The reliable core of a working agent prompt is boring and repeatable:

  • Purpose: one responsibility, stated once.
  • Instructions: numbered, explicit, in execution order. Replace every “handle errors appropriately” with the actual numbered behaviour you want.
  • Constraints: what the agent cannot do, stated as hard boundaries. Counter-intuitively, an explicit list of prohibitions makes agents act more confidently within them; the bounded space is what enables autonomy.
  • Output format: the exact shape of an acceptable answer, ideally with one correct and one incorrect example. Use examples to pin format, not content; models over-anchor on example content.
  • Stopping conditions: when to stop. Verified success, a bounded number of failed attempts at the same error, missing information only a human can supply, or scope exceeded. Agents without stopping conditions either quit early or churn forever.

Alongside stopping conditions, give the agent an explicit ask-versus-proceed rule: ask when the request is ambiguous with multiple valid readings, when consequences are hard to reverse, or when critical context is missing; proceed when the choice is stylistic, easily verified, or reversible. This maps directly onto the risk-tier thinking in Controls & Autonomy.

Prompt advice is folklore-rich; a small set of findings replicates well enough to build on. All figures below are the cited papers’ claims.

  • Mood matters by task. Declarative statements of the desired end state outperform imperative step lists on complex reasoning (roughly a 23 percent gap in SatLM, arXiv:2305.09656); imperative wins for sequential tool execution. Describe outcomes for thinking work, steps for mechanical work.
  • Specificity is task-dependent. Added detail helps math (+0.47 accuracy delta) and code (+0.31), does nothing for decision-making, and hurts creative work (DETAIL, arXiv:2512.02246). Specify output format, boundaries, and success criteria; stay loose on approach.
  • Negative constraints backfire at scale. “NEVER use global state” semantically activates the forbidden thing (the pink-elephant effect). Reformulate prohibitions as the desired positive behaviour: “use dependency injection.”
  • Personas mostly do not work. Across 162 personas and 2,410 questions, role-play backstories produced no factual or reasoning gains and reduced accuracy in about 30 percent of cases (arXiv:2311.10054). A minimal focus statement (“focus on security implications”) does the useful part.
  • Chain-of-thought is a mode switch, not a logic upgrade. It moved early benchmarks dramatically, but invalid reasoning exemplars work almost as well as valid ones, and on modern reasoning models forced step-by-step adds 20 to 80 percent latency for little or no accuracy gain (Wharton Prompting Science, 2025). Use it for debugging and mandated-transparency formats, not as a default.
  • Position and order matter. Earlier content is weighted more, so order constraints critical-first; ends of long prompts get more attention than middles, so restate load-bearing constraints near the end.

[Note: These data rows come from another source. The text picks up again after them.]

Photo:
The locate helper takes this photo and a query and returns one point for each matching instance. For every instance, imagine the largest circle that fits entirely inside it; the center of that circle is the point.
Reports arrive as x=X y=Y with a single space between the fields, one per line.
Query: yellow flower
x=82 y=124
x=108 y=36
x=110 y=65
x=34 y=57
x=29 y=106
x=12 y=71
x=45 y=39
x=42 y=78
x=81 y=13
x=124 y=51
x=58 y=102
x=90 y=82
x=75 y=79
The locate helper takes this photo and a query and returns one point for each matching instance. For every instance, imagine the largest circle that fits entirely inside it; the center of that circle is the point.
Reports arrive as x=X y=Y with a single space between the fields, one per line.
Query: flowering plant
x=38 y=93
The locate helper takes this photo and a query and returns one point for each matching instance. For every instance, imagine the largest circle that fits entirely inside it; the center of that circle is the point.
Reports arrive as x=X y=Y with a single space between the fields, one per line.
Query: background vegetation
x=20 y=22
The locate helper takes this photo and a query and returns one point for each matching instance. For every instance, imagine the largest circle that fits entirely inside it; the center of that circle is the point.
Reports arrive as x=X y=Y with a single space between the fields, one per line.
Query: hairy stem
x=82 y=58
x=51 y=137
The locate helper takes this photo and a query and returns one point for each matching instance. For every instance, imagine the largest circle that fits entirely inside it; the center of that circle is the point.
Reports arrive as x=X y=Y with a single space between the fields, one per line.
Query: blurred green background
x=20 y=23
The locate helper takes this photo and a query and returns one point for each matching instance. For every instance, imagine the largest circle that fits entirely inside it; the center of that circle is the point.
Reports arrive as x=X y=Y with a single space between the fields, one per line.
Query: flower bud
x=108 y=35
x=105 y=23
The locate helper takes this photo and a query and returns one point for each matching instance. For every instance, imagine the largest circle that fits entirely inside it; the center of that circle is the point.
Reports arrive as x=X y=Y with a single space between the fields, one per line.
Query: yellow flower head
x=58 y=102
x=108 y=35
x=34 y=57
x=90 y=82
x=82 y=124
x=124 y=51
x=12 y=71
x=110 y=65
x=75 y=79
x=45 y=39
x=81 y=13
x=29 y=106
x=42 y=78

Prompts have a growth path, and knowing where you are on it prevents both under- and over-engineering. There are seven proposed levels; compressed, the ladder runs:

  1. Static text, then parameterized templates, then conditional branching.
  2. Contextual prompts that read project state, then composed prompts that invoke other prompts. This is where prompting starts to shade into orchestration.
  3. Self-modifying prompts that update their own content from results, and finally meta-cognitive prompts that improve other prompts. These two demand the disciplines of Skills and the update hygiene covered in the Knowledge Base: preserve what works, append with dates and provenance, remove only on repeated contradicting evidence, and gate self-modification behind approval.

Start at the lowest level that solves the problem. The signal to climb: you are copy-pasting the same prompt with small edits, or hand-tweaking every output the same way. The signal you have climbed too far: debugging the prompt costs more than the work it saves.

Treat prompts at level 2 and above as code: version-controlled, with recorded rationales for changes and a small set of known inputs you re-run after every edit. That habit, generalised, becomes the Evaluation Harness later in the book.